Deux voies vers la crise
L’Équateur et le Pérou montrent deux voies vers une même crise structurelle. Le trafic de drogue diversifie ses voies pour nourrir le capitalisme, avec l’injection de capitaux illégaux, et l’empire réorganise sa force militaire pour avancer sur Notre Amérique, avec ses doctrines suprémacistes et la thérapie de choc imposée par Trump. En Équateur, un mouvement populaire fort mais incapable d’assumer le pouvoir dont il dispose voit l’État se fracturer sous la pression du capital criminel et de la résistance sociale.
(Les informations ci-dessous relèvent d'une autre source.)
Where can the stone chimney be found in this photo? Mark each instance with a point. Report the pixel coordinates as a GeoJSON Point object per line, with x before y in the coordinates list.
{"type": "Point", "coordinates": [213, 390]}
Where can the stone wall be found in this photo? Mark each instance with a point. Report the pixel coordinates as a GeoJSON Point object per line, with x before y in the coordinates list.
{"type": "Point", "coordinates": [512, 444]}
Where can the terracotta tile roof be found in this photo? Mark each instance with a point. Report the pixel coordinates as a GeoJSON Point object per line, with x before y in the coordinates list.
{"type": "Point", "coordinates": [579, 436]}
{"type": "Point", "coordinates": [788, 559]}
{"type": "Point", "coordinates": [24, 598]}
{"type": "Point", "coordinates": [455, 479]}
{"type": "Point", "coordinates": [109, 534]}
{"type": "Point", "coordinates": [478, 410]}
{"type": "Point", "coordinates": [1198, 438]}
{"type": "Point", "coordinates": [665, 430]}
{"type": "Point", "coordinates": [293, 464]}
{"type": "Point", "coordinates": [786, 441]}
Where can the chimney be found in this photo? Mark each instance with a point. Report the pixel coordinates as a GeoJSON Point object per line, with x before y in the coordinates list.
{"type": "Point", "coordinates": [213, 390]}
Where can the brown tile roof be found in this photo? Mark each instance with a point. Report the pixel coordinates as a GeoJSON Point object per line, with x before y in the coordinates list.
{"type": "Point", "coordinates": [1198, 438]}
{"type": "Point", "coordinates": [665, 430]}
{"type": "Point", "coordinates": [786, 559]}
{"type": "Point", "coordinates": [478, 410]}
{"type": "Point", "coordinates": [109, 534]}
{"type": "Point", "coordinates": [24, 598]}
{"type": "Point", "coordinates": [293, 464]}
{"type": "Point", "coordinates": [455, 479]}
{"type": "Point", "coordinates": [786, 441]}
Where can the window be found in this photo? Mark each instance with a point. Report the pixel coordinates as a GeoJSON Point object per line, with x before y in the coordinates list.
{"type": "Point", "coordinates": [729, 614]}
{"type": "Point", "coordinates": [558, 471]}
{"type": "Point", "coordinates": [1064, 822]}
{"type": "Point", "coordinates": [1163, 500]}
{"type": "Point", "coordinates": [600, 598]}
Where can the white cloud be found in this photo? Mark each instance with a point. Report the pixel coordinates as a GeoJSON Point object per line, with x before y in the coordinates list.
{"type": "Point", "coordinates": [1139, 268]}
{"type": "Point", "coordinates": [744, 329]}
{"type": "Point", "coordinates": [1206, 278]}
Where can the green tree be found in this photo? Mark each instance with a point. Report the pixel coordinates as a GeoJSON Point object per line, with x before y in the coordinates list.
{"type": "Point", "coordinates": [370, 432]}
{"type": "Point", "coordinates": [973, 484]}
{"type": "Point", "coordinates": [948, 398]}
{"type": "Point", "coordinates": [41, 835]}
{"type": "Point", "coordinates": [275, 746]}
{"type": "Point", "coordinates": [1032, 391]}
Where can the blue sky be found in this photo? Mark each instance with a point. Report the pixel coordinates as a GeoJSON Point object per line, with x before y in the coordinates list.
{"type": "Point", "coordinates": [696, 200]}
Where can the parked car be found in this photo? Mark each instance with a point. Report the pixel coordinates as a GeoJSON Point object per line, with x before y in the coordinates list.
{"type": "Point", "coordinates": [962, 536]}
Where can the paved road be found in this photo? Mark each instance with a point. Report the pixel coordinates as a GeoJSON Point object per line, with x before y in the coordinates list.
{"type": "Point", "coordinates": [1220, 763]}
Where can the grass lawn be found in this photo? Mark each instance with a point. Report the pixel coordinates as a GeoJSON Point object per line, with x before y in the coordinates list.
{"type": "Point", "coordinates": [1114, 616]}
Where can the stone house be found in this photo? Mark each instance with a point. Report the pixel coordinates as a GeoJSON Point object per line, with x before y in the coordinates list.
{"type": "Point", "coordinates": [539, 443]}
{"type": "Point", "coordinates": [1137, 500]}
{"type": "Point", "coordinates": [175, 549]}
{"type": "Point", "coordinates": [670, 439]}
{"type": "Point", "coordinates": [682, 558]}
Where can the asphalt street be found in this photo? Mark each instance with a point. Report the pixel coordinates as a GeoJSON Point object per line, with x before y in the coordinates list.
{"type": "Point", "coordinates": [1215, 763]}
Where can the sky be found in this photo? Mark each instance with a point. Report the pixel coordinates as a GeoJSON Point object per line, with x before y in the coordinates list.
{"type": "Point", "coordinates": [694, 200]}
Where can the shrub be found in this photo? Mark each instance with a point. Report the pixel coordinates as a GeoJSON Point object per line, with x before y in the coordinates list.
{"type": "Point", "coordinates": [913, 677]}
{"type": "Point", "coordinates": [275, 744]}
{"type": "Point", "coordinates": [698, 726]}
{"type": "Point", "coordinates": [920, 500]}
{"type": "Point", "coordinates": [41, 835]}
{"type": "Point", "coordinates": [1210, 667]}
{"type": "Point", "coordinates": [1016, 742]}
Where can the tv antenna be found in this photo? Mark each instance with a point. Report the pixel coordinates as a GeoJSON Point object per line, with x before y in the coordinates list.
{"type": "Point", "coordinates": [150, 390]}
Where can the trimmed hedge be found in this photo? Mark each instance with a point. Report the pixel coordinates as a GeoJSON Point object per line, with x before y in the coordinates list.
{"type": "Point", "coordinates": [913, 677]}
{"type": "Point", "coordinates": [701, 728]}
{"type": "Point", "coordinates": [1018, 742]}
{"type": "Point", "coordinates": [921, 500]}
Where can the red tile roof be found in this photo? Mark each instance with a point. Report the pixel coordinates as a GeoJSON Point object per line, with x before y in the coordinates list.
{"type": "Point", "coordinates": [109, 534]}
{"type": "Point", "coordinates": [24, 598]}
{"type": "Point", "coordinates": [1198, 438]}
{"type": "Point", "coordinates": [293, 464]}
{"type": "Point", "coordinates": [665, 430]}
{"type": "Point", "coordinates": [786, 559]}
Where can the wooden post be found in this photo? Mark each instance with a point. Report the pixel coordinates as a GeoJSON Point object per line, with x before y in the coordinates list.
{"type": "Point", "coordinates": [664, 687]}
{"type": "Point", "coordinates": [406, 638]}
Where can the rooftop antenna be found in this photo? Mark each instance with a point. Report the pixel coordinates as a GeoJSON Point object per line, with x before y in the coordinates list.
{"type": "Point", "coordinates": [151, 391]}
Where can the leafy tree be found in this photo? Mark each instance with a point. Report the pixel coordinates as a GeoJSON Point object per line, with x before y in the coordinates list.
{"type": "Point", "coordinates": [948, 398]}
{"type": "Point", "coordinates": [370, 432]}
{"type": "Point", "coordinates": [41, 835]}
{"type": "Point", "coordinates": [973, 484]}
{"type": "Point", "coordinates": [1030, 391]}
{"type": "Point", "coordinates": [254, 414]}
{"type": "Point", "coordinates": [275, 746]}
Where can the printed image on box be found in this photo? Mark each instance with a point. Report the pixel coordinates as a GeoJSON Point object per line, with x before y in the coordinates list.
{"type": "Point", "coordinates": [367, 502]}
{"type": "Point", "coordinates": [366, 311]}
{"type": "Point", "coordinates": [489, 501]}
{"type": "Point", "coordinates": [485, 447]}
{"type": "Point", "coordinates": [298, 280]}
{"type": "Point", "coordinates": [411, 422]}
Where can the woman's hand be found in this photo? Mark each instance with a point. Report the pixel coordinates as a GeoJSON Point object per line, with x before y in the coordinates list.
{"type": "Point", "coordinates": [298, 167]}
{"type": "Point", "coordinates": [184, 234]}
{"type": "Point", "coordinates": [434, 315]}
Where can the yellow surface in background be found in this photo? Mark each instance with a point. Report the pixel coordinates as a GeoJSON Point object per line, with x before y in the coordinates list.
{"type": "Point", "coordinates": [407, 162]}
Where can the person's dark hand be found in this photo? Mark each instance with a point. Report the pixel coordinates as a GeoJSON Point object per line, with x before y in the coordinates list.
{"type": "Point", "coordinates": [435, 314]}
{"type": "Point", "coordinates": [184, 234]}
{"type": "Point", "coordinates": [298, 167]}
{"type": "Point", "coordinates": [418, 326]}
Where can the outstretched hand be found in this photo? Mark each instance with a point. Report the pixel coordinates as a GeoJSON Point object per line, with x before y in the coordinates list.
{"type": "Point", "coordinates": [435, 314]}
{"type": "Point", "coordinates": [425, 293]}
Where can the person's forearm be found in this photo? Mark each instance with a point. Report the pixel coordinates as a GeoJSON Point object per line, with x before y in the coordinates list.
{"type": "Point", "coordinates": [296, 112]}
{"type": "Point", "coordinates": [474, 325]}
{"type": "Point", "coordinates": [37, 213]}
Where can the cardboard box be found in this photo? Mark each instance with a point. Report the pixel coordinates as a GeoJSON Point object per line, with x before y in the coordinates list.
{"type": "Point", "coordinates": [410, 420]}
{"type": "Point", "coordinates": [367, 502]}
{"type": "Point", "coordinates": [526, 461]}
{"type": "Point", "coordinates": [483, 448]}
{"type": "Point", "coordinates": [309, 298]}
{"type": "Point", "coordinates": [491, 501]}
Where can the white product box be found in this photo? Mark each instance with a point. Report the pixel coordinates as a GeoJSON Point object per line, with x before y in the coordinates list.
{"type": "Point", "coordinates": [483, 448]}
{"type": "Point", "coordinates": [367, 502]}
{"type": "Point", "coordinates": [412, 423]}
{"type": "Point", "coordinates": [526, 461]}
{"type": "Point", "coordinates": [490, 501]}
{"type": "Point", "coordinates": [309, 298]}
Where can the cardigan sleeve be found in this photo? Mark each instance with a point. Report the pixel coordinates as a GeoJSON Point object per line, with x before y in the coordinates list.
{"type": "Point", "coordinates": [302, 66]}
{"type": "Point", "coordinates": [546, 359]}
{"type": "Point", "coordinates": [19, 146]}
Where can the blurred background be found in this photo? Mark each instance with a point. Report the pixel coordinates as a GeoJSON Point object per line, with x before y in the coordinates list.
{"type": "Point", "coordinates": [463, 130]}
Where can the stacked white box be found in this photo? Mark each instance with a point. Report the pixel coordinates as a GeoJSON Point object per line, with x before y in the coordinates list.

Au Pérou, une guerre interbourgeoise pour le butin de l’État ouvre la voie à de profondes révoltes territoriales qui remettent en question toute la légalité imposée. Ces deux cas montrent que la lutte des classes n’a pas disparu. Le peuple indigène réagit avec force contre l’État extractiviste, les jeunes marginaux recrutés par le trafic de drogue contre un système qui ne leur offre aucun avenir, et la bourgeoisie fragmentée dans une lutte cannibale pour la plus-value. La tempête andine annonce que la prochaine bataille décisive dans la région portera sur la nature même de l’État, sur celui qui détient le monopole de la violence et de la légitimité, et contre l’impérialisme qui contrôle ces gouvernements, par le biais d’une domination économique, politique et idéologique.